If you are a Data Holder and you have not yet heard about (or don’t yet fully understand) the new rule mandating interoperability, now is the time to get up to speed (and fast). This is happening. There’s no more hiding from it.
The current National Coordinator for Health IT, Don Rucker, has an excellent blog post about the rule. Once you’ve absorbed that overview, start digging into the other resources on HealthIT.gov about the proposed rule.
If you’d like to dig further into the technical aspects of the rule’s implementation, I’m partial to the SMART Team’s take.
Now, what other resources can we gather for our civilian friends and colleagues? Please share in the comments.
Lucia savage says
State public health departments collect immunization data. Lots of these departments are actually covered entities under HIPAA. Which means you should be able to get a complete immunization record from them. Jim Daniels in the chief technology officers office at HHS is collecting information information from the public via webinars about what it should look like for consumer who wants to use an app to get their kids immunization records from a state public health office. I will dig up that link and post again.
Susannah Fox says
Thanks! Here’s the link: Expanding consumer access to personal and family immunization records
e-Patient Dave says
Here at the HL7 working group meeting, I’ve met a lot of different people who’ve come here from varied backgrounds, all involving rolling out health IT and working with the patients and clinicians on the front lines of care. Unlike the EMR vendors who sell the systems, and the C-level people who buy them, these are all front-line “worker bees.”

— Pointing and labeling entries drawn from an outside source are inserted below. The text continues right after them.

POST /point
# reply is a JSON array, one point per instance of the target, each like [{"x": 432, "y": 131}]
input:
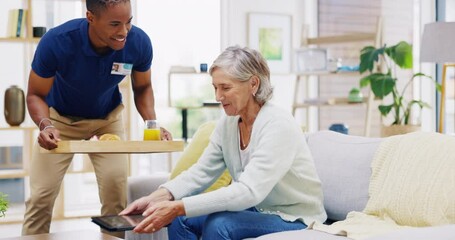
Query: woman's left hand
[{"x": 160, "y": 215}]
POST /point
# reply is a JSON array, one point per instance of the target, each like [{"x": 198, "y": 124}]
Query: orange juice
[{"x": 152, "y": 134}]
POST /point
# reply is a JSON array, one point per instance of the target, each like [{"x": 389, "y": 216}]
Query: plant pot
[
  {"x": 14, "y": 109},
  {"x": 387, "y": 131}
]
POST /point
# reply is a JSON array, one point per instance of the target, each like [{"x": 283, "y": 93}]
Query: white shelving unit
[{"x": 308, "y": 103}]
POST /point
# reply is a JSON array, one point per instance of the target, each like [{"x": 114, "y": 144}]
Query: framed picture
[{"x": 271, "y": 35}]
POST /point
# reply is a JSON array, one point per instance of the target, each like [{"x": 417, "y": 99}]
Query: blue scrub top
[{"x": 84, "y": 85}]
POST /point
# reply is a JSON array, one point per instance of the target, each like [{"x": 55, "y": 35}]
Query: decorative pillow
[
  {"x": 194, "y": 150},
  {"x": 343, "y": 165},
  {"x": 413, "y": 180}
]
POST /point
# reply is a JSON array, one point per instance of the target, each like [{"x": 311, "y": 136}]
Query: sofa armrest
[{"x": 139, "y": 186}]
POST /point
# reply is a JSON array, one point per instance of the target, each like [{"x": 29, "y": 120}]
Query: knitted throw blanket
[{"x": 412, "y": 185}]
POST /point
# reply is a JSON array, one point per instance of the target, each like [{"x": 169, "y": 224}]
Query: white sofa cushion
[{"x": 343, "y": 164}]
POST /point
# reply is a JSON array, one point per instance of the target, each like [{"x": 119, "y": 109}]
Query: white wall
[{"x": 234, "y": 25}]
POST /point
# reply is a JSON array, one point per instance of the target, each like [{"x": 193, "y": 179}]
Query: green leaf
[
  {"x": 381, "y": 84},
  {"x": 3, "y": 204},
  {"x": 419, "y": 103},
  {"x": 385, "y": 109},
  {"x": 368, "y": 56},
  {"x": 401, "y": 54},
  {"x": 365, "y": 81}
]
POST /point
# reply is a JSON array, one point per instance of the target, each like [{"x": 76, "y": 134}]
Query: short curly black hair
[{"x": 96, "y": 6}]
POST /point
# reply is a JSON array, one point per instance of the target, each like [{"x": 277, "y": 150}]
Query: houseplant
[
  {"x": 382, "y": 64},
  {"x": 3, "y": 204}
]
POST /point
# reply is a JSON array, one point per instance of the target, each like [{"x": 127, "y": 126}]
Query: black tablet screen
[{"x": 118, "y": 223}]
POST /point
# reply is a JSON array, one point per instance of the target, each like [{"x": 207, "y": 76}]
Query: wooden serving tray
[{"x": 116, "y": 147}]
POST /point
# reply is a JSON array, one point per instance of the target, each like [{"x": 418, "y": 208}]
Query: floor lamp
[{"x": 437, "y": 47}]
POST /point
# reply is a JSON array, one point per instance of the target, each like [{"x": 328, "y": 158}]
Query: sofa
[{"x": 344, "y": 165}]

Several have mentioned seeing “civilians” have their moment of awakening when they discover mistakes in their charts (or their kids’ or elders’). This simultaneous wakens them to (a) the possibility that providers ain’t perfect, and, perhaps more importantly, (b) the realization that they might be useful even without medical training.

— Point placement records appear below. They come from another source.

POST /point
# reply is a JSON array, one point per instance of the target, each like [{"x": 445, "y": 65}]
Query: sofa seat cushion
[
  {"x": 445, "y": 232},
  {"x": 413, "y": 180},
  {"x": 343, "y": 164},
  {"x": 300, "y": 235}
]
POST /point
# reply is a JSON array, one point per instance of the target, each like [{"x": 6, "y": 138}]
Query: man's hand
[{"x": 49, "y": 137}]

We remember Regina Holliday, ten years ago during her husband’s horrible final month, finally getting his chart and discovering that a walker had been ordered (because of his painful bone mets) and never delivered; that his bladder was severely distended and should be catheterized, which had never been done.
A few years later at the Connected Health conference I met the behaviorist BJ Fogg, who suggested that to bootstrap our movement perhaps I should start a project called “A Million Errors Fixed,” in which we take the citizen’s hospital name and give them the contact info to get their chart, and the info for getting mistakes fixed.
Today the access would be far easier due to computerization, though getting it fixed is still challenging. But maybe the time has come to look at the idea again!